July 10, 2009 – November 1, 2009

Earl Shaffer during his World War II Army service in the Pacific Islands. Photographer unknown.

National Museum of American History
1300 Constitution Ave., NW
Washington, DC

2nd Floor, East Wing, Albert Small Documents Gallery

See on Map Floor Plan

This exhibition focuses on the American environmentalist, naturalist, and activist Earl Shaffer (1918-2002), who in 1948 became the first person to hike the entire Appalachian Trail more than 2,000 miles—in one continuous hike. He started his walk in April at Georgia's Mount Oglethorpe and completed it four months later at Maine's Mount Katahdin. This trail along the ridgetop was planned in 1921 by conservationist and forester Benton MacKaye (1879-1975) and completed 15 years later with the help of thousands of volunteers.

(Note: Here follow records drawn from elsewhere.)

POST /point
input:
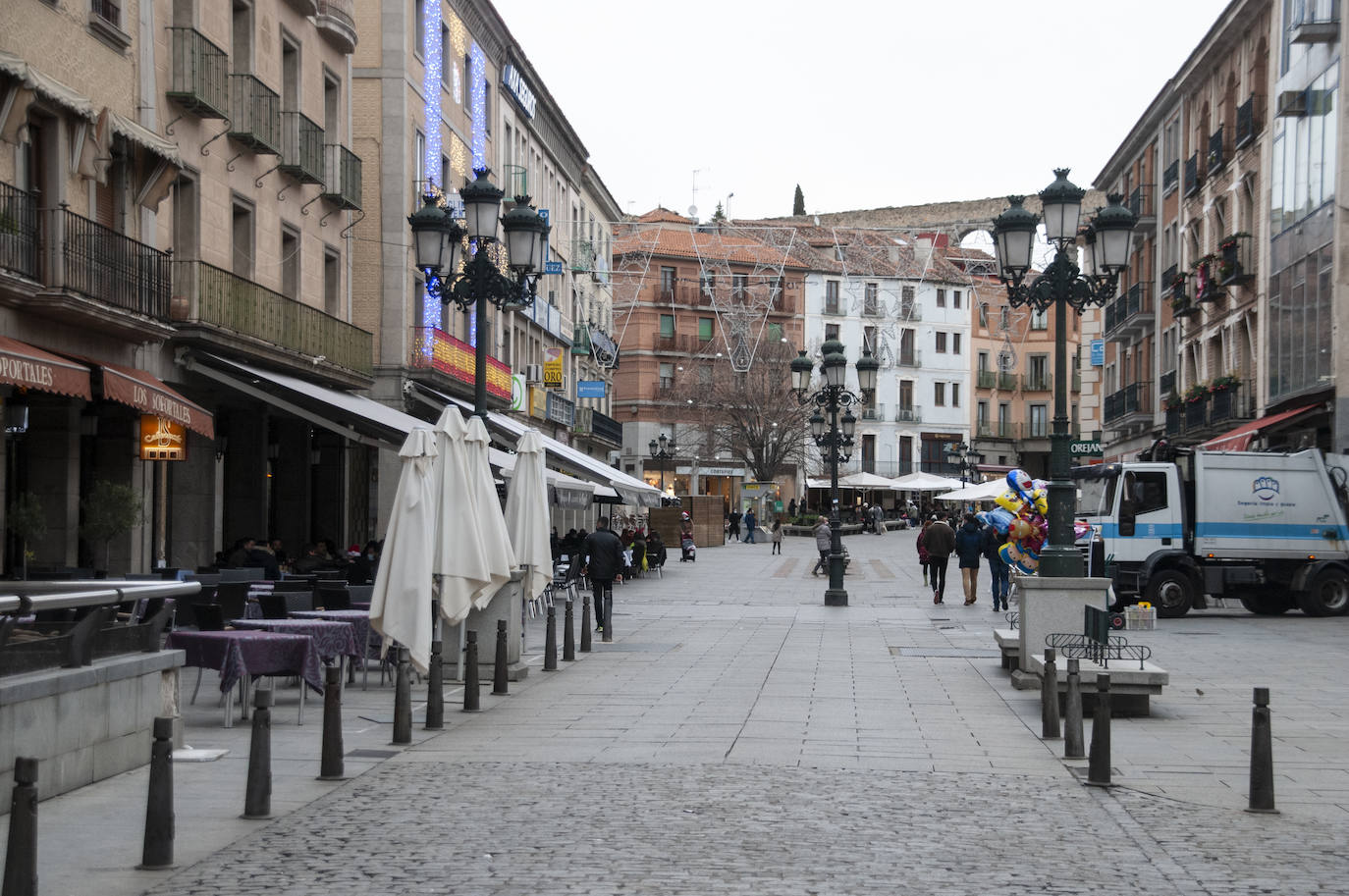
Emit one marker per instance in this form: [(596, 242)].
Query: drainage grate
[(947, 654)]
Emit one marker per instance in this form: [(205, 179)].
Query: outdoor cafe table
[(241, 655)]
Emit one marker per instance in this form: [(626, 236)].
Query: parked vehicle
[(1266, 528)]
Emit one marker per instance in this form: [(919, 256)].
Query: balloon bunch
[(1020, 517)]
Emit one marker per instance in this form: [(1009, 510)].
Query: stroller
[(688, 551)]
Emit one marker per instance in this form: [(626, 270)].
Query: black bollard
[(1262, 756), (568, 634), (501, 680), (21, 864), (258, 791), (1099, 762), (551, 641), (1073, 742), (1050, 697), (436, 687), (331, 763), (471, 671), (403, 699), (586, 623), (157, 849)]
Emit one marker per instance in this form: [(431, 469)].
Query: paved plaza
[(739, 737)]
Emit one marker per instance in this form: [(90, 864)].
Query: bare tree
[(750, 416)]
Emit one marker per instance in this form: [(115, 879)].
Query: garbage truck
[(1269, 529)]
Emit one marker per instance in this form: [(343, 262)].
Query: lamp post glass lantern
[(833, 432), (1105, 255), (458, 259)]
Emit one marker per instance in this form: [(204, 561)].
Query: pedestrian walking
[(605, 563), (823, 543), (998, 569), (969, 547), (941, 544)]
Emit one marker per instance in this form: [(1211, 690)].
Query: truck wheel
[(1171, 593), (1327, 594), (1267, 604)]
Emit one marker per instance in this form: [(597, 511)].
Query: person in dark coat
[(605, 563), (969, 547)]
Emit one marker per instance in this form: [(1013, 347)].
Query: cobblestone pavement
[(738, 737)]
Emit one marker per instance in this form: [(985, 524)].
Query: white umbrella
[(526, 514), (459, 561), (400, 605), (486, 513)]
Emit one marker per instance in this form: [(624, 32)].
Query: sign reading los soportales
[(519, 89)]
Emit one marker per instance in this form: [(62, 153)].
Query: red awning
[(25, 364), (1240, 438), (151, 395)]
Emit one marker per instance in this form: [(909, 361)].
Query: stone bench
[(1131, 687)]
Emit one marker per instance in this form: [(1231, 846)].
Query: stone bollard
[(21, 864), (586, 623), (1099, 762), (1262, 755), (403, 699), (258, 791), (157, 848), (551, 641), (501, 684), (436, 687), (1073, 742), (331, 762), (469, 671), (568, 634), (1050, 697)]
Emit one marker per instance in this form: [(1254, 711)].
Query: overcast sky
[(862, 103)]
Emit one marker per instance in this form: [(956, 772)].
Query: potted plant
[(109, 510), (26, 520)]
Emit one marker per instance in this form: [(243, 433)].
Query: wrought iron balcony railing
[(208, 295), (198, 75)]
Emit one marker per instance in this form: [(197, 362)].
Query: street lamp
[(465, 274), (836, 434), (1062, 284), (661, 450)]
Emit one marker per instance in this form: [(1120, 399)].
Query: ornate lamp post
[(661, 450), (467, 274), (1062, 284), (834, 434)]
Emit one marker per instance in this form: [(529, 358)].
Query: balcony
[(198, 75), (216, 306), (301, 148), (1217, 153), (1131, 401), (18, 233), (1129, 315), (1245, 123), (336, 22), (437, 351), (342, 172), (253, 115)]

Until Shaffer's trip, experts on the Appalachian Trail believed a hike of the entire trail was impossible. However, Shaffer repeated the feat twice more—the last time in 1998 at the age of 79; his achievement has inspired hundreds of hikers to complete the trail annually.

On view are the boots he wore during his 1948 hike, maps he used, photographs taken of various parts of the trail, and diaries he kept to prove his accomplishment. The exhibition also addresses the conception and development of the Appalachian Trail and its cultural and environmental impact.